NEC is an important cause of death in premature infants. It is estimated that up to 12% infants with a birth weight of less than 1500 g will develop the disease, and 30% of them will not survive as overwhelming sepsis can occur when the intestinal mucosal barrier breaks down (Gephart et al., 2012). The clinical signs are often non-specific but when developing, diffuse areas of bowel necrosis can occur with the possibility of perforation, necessitating emergency surgery. The pathogenesis of NEC is not fully understood but NEC does not occur until at least 8–10 days postpartum when bacteria have colonized the gut. The intestinal immaturity with inadequate intestinal barrier function and an excessive inflammatory response towards the post-natal microbial colonization of the intestine predisposes to NEC (Neu and Walker, 2011). As tissues resected from infants with NEC are obtained at later severe stages of the disease, they cannot reveal early pathogenesis. Animal models have therefore been developed, usually combining enteral feeding and hypothermic or hypoxic stress in the preterm or early postterm period, to identify the mediators of GI inflammation in NEC (Sodhi et al., 2008). A unifying pathogenetic hypothesis was recently put forward (De Plaen, 2013). Following the introduction of food, there is a proliferation of the intestinal bacteria. These bacteria and their products adhere to the epithelium, breach the immature intestinal mucosal barrier and activate lamina propria immunocytes. These produce inflammatory agents that attract further inflammatory cells, in particular neutrophils, and inflict further damage to the intestinal barrier with bacterial translocation and mucosal necrosis. The way to sepsis and shock is then open.
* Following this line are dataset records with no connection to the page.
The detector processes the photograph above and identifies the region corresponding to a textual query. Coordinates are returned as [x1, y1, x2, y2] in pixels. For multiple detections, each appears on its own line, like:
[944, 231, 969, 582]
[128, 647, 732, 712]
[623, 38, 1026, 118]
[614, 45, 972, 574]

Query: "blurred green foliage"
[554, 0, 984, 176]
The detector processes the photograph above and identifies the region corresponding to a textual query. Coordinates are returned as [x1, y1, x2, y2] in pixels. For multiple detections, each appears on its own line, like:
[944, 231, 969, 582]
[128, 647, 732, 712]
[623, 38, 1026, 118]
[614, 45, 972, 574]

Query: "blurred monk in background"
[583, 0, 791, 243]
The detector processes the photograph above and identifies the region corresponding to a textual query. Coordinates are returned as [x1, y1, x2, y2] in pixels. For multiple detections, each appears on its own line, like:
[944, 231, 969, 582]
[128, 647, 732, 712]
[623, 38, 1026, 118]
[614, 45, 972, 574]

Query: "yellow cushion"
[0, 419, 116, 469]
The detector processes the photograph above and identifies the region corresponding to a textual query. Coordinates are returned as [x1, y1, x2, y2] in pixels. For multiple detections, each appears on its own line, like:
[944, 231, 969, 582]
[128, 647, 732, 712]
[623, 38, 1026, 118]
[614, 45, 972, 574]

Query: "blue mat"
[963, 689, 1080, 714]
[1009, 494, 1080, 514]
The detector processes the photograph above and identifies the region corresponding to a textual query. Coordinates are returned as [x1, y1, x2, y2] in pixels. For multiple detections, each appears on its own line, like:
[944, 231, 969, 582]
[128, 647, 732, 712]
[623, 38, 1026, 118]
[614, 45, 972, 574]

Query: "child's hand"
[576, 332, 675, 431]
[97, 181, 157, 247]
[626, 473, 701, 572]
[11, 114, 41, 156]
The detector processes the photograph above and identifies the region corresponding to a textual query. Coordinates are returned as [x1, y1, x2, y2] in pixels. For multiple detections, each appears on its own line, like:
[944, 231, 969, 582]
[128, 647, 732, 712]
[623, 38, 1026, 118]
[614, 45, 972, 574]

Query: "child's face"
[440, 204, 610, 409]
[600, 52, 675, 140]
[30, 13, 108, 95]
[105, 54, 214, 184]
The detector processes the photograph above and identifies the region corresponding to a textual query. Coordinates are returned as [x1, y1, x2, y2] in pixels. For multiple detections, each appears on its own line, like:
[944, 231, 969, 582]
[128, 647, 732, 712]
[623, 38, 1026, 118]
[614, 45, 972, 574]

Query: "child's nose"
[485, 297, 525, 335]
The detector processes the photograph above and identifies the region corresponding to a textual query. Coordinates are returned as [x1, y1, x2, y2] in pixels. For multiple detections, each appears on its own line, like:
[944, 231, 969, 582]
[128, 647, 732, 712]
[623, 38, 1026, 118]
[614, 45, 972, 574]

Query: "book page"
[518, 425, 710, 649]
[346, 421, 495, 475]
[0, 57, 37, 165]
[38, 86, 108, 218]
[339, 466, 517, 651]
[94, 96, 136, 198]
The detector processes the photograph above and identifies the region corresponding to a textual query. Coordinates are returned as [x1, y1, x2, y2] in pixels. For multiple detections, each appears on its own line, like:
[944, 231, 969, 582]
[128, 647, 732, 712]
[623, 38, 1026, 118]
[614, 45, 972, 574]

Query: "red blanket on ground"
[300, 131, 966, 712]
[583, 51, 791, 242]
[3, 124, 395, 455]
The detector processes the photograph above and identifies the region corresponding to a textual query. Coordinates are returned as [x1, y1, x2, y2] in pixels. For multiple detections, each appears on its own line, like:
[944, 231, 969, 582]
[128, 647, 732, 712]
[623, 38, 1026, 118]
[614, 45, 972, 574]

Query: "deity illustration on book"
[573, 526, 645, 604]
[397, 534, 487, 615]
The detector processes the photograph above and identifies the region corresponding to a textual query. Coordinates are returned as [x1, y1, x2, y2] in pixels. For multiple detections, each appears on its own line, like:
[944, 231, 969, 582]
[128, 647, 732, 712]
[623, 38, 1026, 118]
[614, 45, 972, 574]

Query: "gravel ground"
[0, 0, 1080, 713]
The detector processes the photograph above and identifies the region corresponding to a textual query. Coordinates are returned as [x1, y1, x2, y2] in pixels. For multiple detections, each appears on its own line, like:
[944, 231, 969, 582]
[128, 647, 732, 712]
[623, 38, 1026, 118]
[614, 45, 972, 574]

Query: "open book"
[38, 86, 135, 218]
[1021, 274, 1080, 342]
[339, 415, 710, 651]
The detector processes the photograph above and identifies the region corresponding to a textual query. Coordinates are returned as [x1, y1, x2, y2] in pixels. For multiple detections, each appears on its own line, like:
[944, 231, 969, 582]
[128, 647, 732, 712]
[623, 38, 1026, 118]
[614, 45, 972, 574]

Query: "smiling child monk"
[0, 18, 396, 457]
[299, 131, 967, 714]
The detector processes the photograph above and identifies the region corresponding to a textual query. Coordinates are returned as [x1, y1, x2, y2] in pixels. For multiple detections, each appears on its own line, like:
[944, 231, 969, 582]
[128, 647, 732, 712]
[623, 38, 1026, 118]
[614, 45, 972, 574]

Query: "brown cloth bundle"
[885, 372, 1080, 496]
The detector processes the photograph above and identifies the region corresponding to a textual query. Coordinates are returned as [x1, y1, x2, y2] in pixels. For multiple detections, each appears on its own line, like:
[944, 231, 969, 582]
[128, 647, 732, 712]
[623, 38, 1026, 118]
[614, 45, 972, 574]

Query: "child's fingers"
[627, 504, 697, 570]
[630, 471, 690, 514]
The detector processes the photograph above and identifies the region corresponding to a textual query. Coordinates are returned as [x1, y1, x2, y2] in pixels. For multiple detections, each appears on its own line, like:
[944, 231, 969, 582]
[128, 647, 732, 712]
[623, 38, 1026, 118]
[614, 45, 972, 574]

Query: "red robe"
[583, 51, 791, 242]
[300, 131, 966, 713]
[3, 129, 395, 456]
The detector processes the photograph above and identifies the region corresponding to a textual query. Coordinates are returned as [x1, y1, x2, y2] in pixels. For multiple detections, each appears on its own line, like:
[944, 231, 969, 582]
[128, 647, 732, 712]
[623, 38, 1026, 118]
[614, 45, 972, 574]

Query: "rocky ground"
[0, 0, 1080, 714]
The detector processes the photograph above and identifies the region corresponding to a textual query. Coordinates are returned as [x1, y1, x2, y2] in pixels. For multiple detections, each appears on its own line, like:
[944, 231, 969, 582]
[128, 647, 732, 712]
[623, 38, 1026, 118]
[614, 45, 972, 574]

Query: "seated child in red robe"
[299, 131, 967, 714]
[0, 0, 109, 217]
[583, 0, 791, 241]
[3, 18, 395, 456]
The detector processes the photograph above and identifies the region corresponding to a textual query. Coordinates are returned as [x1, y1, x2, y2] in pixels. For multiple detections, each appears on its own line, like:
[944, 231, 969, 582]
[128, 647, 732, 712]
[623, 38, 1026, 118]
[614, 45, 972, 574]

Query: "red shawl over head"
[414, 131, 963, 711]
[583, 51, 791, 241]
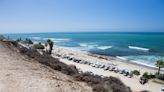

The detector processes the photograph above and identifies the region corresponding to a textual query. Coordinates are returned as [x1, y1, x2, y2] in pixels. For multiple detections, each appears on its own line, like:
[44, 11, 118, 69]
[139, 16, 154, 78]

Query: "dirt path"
[0, 42, 92, 92]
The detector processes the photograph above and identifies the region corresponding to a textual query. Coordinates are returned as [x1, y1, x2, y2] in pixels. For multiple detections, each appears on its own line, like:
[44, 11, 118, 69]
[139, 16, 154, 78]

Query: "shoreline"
[52, 46, 163, 92]
[54, 46, 160, 73]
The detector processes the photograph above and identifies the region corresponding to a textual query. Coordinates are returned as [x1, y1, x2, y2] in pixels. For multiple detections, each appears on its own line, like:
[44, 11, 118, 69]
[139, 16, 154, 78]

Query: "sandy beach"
[52, 46, 162, 92]
[0, 42, 92, 92]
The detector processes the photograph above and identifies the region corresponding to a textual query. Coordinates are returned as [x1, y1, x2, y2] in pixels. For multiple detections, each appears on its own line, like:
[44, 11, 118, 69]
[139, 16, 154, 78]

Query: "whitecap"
[128, 46, 150, 51]
[43, 38, 70, 42]
[116, 56, 128, 60]
[97, 46, 112, 50]
[31, 37, 42, 40]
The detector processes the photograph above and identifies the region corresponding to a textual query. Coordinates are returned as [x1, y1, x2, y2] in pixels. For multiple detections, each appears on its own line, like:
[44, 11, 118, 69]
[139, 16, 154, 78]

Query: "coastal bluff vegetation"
[0, 35, 132, 92]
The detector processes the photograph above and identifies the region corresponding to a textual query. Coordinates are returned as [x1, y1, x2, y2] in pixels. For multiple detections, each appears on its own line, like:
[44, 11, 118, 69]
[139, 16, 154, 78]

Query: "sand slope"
[0, 42, 92, 92]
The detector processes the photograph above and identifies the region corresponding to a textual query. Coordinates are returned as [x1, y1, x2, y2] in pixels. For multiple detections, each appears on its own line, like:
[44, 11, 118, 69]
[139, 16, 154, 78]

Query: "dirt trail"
[0, 42, 92, 92]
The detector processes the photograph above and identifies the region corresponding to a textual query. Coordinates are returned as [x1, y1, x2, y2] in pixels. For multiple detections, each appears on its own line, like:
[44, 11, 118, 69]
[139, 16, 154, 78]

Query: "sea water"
[4, 32, 164, 66]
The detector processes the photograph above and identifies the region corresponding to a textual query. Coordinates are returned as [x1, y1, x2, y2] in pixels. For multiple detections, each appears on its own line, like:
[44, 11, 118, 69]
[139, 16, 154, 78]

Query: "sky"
[0, 0, 164, 33]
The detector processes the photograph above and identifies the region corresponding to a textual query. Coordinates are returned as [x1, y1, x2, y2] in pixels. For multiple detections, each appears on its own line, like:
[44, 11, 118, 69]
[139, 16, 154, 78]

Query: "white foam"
[79, 43, 97, 49]
[128, 46, 150, 51]
[43, 38, 70, 42]
[116, 56, 128, 60]
[97, 46, 112, 50]
[131, 60, 156, 68]
[31, 37, 42, 40]
[79, 43, 88, 47]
Role of HO1/effect of CO in NEC

In line with observations that intestinal specimens of children with NEC show increased expression of HO1 protein (Zuckerbraun et al., 2005b), two recent experimental studies suggest that the impaired ability of the intestine to react with HO1 expressed in the immature intestine contributes to the development of NEC. Exposure of newborn rats (day 1) to hypercapnia followed by re-oxygenation induced gut barrier failure (increased peroral FITC-dextran uptake) and increased intestinal iNOS expression and caspase-3 activity, but not so in weanling rats (15 days). In the latter case, the procedure induced the expression of HO1 protein in the GI tract within 24 h, while HO1 protein was only increased at 72 h in newborn rats. Pretreatment of newborn rats with haemin induced earlier expression of HO1 and attenuated gut barrier failure and apoptosis (Pietzcker et al., 2012). Using 7-day-old heterozygous HO1 (+/-) mice, Schulz et al. (2013) showed that a partial lack of HO1 promotes the development of NEC induced by combining oral gavage of formula food and exposure to hypoxia; the enterocolitis incidence was higher and the survival rate lower than in wild-type mice. Whether either one or both of the HO1 products, CO and biliverdin-bilirubin, prevent enterocolitis was not investigated in the studies of Pietzcker et al. (2012) and Schulz et al. (2013). Zuckerbraun et al. (2005b) showed that exposure to 250 p.p.m. CO for 1 h per day in neonatal rats exposed to hypoxia and formula feeding from day 1 to 3 decreased terminal ileal inflammation and reduced mortality on day 4. The beneficial effects of CO were associated with attenuation of the hypoxia/formula-induced iNOS expression and protein nitration in terminal ileum mucosa. CO also prevented the increase in serum nitrite, TNF-α and IL-1β levels, suggesting that CO also has a systemic effect on inflammatory cells.

Perspectives

CO might thus be considered as a therapeutic agent in human NEC. As systematic exposure of premature infants to CO will not be acceptable, additional experimental studies are required to investigate whether CO can still be effective when the signs and symptoms of suspected NEC occur, and whether the protective effects can also be obtained with CO-RMs.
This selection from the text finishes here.